Tech billionaire Musk, who was until recently part of Trump’s inner sanctum as the leader of the Department of Government Efficiency, told CBS News: “I was disappointed to see the massive spending bill, frankly, which increases the budget deficit, not just decreases it, and undermines the work that the DOGE team is doing.”
The tax and spending cuts that passed the House last month would add more than $5 trillion to the national debt in the coming decade if all of them are allowed to continue, according to the Committee for a Responsible Financial Budget, a fiscal watchdog group.
To make the bill’s price tag appear lower, various parts of the legislation are set to expire. This same tactic was used with Trump’s 2017 tax cuts and it set up this year’s dilemma, in which many of the tax cuts in that earlier package will sunset next year unless Congress renews them.

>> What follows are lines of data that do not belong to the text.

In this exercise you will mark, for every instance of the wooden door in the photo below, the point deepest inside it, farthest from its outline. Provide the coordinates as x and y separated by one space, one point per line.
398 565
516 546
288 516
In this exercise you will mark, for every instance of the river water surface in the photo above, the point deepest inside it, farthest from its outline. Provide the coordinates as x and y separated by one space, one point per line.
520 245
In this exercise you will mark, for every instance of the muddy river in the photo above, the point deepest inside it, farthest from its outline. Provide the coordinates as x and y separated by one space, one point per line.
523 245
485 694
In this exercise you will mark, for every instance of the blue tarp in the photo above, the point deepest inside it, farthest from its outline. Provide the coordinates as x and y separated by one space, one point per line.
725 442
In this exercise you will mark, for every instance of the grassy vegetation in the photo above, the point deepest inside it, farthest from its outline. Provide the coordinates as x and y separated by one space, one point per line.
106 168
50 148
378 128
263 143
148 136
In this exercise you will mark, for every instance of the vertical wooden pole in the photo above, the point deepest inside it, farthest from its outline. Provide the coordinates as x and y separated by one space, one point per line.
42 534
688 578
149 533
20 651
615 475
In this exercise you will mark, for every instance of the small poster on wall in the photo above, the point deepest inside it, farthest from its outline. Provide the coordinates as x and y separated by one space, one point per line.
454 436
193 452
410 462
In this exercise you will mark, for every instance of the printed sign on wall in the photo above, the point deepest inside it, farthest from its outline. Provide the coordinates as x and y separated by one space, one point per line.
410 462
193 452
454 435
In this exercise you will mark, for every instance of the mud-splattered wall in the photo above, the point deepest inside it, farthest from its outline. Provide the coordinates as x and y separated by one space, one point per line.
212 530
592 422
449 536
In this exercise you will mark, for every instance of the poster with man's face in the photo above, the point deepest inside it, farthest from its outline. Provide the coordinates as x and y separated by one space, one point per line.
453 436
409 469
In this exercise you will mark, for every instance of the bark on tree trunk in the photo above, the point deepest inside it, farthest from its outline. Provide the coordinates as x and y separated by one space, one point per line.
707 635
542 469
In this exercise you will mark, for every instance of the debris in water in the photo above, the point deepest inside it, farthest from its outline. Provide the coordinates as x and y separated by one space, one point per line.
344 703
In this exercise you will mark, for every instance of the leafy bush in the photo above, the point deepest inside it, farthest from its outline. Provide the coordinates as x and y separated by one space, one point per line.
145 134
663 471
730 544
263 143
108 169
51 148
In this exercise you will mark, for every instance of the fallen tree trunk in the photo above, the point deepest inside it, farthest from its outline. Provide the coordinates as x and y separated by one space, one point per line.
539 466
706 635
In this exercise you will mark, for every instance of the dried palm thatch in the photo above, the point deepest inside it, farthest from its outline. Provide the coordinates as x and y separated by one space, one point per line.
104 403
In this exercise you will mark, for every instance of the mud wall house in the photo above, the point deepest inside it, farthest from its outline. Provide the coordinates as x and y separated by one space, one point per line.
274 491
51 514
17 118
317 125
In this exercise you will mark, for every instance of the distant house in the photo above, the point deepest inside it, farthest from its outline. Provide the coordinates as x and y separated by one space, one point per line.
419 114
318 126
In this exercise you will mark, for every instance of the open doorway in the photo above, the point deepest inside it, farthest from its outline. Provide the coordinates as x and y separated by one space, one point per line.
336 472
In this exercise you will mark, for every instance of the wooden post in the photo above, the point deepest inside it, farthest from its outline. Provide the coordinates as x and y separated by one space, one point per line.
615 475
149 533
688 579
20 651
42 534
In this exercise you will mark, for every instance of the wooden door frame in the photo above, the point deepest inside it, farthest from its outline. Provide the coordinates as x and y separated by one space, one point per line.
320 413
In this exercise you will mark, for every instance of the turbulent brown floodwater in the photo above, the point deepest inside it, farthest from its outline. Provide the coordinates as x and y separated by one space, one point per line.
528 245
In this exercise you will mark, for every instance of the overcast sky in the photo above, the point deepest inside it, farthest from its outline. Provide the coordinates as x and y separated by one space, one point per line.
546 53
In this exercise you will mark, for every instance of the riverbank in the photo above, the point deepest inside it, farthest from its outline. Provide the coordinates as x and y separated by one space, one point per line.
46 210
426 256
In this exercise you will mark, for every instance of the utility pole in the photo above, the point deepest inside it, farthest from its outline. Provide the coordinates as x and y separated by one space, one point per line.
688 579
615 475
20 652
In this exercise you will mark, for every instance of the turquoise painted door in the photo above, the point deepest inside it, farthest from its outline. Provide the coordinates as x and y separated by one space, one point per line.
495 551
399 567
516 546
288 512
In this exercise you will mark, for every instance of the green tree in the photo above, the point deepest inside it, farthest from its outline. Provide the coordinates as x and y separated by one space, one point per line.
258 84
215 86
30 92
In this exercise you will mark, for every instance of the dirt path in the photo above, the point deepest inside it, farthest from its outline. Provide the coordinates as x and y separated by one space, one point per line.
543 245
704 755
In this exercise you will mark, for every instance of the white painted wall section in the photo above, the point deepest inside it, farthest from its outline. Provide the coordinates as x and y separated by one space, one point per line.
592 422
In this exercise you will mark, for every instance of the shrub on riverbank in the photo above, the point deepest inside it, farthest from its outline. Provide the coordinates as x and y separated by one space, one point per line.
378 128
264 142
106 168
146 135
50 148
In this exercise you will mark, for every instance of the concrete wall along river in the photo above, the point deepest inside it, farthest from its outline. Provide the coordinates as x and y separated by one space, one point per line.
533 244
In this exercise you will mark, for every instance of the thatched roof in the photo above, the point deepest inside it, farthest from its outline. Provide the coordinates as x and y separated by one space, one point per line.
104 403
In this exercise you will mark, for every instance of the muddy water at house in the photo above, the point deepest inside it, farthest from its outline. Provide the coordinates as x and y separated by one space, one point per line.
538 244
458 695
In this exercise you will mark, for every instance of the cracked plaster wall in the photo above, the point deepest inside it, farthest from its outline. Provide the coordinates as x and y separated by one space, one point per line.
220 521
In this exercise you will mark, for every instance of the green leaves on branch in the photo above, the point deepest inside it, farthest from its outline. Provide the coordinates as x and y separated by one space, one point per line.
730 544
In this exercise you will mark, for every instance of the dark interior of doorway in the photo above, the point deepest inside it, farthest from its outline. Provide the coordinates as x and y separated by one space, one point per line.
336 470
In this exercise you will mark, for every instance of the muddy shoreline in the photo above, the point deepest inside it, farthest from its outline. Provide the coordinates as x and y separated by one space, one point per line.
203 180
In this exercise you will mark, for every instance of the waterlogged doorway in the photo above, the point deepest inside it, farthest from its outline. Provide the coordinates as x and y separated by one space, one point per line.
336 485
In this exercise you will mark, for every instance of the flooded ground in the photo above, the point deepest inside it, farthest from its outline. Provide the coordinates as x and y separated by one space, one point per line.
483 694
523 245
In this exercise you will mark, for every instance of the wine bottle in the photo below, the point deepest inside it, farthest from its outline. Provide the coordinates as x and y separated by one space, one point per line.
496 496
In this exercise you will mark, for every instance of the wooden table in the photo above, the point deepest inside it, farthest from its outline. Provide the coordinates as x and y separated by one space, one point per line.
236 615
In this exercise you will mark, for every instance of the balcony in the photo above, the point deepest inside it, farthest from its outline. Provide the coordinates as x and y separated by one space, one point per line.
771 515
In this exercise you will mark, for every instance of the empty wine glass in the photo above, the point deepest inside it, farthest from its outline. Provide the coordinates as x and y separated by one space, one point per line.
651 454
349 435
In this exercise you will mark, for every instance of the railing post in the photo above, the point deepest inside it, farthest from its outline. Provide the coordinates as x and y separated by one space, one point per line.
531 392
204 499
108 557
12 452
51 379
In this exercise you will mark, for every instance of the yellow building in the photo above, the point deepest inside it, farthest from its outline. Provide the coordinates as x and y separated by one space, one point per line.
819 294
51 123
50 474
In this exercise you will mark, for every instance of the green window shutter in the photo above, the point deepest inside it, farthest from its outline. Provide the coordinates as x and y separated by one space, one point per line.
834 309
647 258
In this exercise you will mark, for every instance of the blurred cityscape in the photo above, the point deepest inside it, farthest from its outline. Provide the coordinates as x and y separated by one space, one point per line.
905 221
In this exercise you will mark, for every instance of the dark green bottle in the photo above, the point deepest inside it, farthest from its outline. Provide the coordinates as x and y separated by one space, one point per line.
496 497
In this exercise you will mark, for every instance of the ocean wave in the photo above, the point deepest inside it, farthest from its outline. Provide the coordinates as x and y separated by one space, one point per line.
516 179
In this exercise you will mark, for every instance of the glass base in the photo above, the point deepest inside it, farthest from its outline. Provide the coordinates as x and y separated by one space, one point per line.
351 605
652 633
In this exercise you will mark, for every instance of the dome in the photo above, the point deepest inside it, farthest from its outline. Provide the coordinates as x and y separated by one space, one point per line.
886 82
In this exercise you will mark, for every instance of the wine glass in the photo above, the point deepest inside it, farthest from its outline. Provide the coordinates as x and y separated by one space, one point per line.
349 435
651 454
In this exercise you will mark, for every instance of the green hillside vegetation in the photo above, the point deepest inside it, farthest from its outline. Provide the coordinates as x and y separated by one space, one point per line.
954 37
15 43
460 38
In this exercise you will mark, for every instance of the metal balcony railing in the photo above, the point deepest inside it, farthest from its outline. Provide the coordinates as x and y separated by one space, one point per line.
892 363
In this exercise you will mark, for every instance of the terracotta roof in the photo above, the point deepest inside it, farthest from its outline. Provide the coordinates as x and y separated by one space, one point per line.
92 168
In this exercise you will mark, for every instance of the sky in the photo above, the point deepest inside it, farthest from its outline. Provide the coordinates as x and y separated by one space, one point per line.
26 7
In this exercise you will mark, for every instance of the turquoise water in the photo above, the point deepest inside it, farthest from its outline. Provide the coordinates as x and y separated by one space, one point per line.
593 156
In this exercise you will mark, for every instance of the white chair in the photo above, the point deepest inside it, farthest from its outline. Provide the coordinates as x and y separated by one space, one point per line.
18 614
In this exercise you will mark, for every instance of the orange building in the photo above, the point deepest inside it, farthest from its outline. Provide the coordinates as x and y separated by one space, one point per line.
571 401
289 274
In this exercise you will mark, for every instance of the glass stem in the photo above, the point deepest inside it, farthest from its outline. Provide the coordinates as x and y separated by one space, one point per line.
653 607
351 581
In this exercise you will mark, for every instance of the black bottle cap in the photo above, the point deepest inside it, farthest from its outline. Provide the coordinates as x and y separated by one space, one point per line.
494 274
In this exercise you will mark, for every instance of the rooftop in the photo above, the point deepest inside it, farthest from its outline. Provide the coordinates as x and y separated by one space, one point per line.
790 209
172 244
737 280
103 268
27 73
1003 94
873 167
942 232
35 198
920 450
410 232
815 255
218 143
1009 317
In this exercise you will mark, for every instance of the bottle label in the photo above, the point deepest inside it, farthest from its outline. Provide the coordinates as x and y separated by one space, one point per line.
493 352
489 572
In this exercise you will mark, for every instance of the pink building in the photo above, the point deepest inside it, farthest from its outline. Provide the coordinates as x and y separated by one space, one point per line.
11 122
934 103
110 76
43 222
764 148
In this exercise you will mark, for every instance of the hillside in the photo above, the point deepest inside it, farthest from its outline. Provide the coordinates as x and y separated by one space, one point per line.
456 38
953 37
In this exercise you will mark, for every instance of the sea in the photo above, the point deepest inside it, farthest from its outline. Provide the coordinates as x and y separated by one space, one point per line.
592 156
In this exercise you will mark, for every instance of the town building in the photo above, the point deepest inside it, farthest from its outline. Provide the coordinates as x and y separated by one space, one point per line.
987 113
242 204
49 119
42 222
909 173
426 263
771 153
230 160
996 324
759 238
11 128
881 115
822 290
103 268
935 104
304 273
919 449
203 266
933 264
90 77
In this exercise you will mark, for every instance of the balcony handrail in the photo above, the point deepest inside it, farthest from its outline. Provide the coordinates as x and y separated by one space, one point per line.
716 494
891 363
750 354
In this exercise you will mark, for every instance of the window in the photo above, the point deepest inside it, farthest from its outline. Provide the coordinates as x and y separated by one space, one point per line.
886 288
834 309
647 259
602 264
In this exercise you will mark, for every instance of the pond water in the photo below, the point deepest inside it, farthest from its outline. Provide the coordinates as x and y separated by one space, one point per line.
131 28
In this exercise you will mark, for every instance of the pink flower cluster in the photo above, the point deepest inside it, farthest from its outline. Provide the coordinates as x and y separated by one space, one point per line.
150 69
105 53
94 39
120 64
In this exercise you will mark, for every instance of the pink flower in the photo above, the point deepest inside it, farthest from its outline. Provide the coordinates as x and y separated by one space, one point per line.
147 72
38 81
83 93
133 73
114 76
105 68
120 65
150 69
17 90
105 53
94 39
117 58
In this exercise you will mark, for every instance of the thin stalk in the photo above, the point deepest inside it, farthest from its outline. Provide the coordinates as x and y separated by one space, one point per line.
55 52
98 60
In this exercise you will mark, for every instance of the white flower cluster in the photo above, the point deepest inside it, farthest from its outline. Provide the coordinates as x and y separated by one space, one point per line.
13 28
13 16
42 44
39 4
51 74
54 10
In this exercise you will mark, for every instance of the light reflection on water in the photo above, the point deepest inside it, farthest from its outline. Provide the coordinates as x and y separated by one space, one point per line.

But the debt is a much bigger problem now than it was eight years ago. Investors are demanding the government pay a higher premium to keep borrowing as the total debt has crossed $36.1 trillion. The interest rate on a 10-year Treasury Note is around 4.5%, up dramatically from the roughly 2.5% rate being charged when the 2017 tax cuts became law.
The White House Council of Economic Advisers argues that its policies will unleash so much rapid growth that the annual budget deficits will shrink in size relative to the overall economy, putting the U.S. government on a fiscally sustainable path.
The council argues the economy would expand over the next four years at an annual average of about 3.2%, instead of the Congressional Budget Office’s expected 1.9%, and as many as 7.4 million jobs would be created or saved.
Most outside economists expect additional debt would keep interest rates higher and slow overall economic growth as the cost of borrowing for homes, cars, businesses and even college educations would increase.
The White House’s inability so far to calm deficit concerns is stirring up political blowback for Trump as the tax and spending cuts approved by the House now move to the Senate. Republican Sens. Ron Johnson of Wisconsin and Rand Paul of Kentucky have both expressed concerns about the likely deficit increases, with Paul saying Sunday there are enough GOP senators to stall the bill until deficits are addressed.
Four Republican holdouts would be enough to halt the bill in the Senate, where the party holds a three-seat majority. The White House is also banking that tariff revenues will help cover the additional deficits, even though recent court rulings cast doubt on the legitimacy of Trump declaring an economic emergency to impose sweeping taxes on imports.